As the data-protection industry leader with our vaultless tokenization solution, you’re probably wondering why we would take what seems like a step backwards and start offering a less secure method to safeguard data.
We can’t blame you for wondering, but there’s a rational reason why, with the newly released version 8.1 of the Protegrity Data Protection Platform, we’re now offering dynamic data masking (also known as DDM) as well as monitoring.
In a nutshell, we want to give you choice on how you protect data. We also want to give organizations that aren’t quite ready to embrace something as comprehensive as tokenization to still join our family and be in position to someday further their protection postures should they decide to take that step forward.
That’s the nutshell explanation. Here’s a little more behind our thinking:
For decades, Protegrity has been the clear industry leader in securing data through tokenization, which has generally been considered the most secure method for protecting data. Tokenization substitutes sensitive data elements (information such as Social Security and bank account numbers) with a non-sensitive equivalent called a token. A token has no intrinsic or exploitable value. Instead, a token is a substitute that irreversibly de-identifies sensitive data and therefore makes the protected data useless to hackers.
While effective, DDM, on the other hand, is nonetheless a less secure method of data protection. As the name might suggest, DDM is a column-level security feature that masks data, while not altering its original form. The sensitive data is still there; it has not been substituted with a non-sensitive token or equivalent. But it is masked from viewing by unauthorized users. DDM is often a default data-protection method often offered natively by platform vendors such as cloud providers. It is simple to implement and allows for rapid protection of data where the level of sensitivity and risk is relatively low.
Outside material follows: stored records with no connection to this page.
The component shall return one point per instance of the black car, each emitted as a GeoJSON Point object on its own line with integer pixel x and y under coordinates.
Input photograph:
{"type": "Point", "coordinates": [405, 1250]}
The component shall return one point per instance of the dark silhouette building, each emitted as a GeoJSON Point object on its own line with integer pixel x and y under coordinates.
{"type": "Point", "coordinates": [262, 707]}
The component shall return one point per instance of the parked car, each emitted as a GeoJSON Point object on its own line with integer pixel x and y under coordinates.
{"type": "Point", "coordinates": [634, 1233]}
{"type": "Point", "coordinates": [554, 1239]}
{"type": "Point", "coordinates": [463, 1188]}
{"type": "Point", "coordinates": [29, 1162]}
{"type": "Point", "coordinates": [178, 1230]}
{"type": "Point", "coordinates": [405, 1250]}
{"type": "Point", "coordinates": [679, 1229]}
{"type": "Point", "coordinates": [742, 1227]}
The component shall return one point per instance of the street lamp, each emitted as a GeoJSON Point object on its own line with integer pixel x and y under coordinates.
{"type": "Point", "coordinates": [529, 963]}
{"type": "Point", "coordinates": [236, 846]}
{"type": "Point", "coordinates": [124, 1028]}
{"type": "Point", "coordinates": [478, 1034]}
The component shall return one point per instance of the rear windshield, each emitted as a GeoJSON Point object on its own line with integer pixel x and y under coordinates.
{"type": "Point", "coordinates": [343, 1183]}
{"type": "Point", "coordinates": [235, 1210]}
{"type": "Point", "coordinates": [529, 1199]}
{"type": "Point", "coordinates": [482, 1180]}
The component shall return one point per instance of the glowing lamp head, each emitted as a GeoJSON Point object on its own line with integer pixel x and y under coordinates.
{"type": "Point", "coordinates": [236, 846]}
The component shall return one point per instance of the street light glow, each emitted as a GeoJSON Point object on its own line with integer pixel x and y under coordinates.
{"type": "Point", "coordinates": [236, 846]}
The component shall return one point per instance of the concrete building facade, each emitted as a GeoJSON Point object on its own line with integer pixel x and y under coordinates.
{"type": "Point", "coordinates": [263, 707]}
Monitoring is yet another data-protection method, and it’s also new with v8.1. It’s often used to safeguard less sensitive data such as someone’s residence (city and state)—essentially, data that does not map to a specific person but, in combination with other data, could allow for a bad actor to identify individuals. When organizations monitor data, they’re usually performing transactional auditing to provide context as to who is accessing data, which data they’re accessing, and how it is being accessed.
So why would the leader in data protection appear to be “going backwards” towards less-secure protection methods such as DDM and monitoring? The simple answer is we want to provide customers with many data protection choices, enabling them to closely align the level of data protection to the level of data sensitivity, all within a single policy.
Also, using DDM and monitoring now puts customers on a faster path to data-protection maturity for the day when they decide they need a more comprehensive and stronger protection posture. They will be able to strike a balance between compliance with highly useable native database security such as role-based access control on one end, to the highly secure Protegrity Vaultless Tokenization on a single platform on the other end.
In practice, multiple data protection methods at the column level within a single policy significantly expand the ability to analyze data to drive innovation.
Envision, if you will, an organization that has a customer database that includes name, street, city, state, and Social Security number. With v8.1, the organization can choose to mask the street, monitor city and state, and tokenize the name and Social Security number. This allows less sensitive data such as city and state to be available for analytics, without the need to de-tokenize before use, while the highly sensitive name and Social Security number data elements are replaced by tokens and therefore remain useless.
Protegrity’s product roadmap continues to open doors for customers to protect their data anywhere and everywhere it resides and is used within the enterprise.
Providing a simpler path to data protection maturity helps customers achieve data velocity—the fast speed with which data moves from a source to analytics—and enables them to make the most of all data, without the usual roadblocks and delays.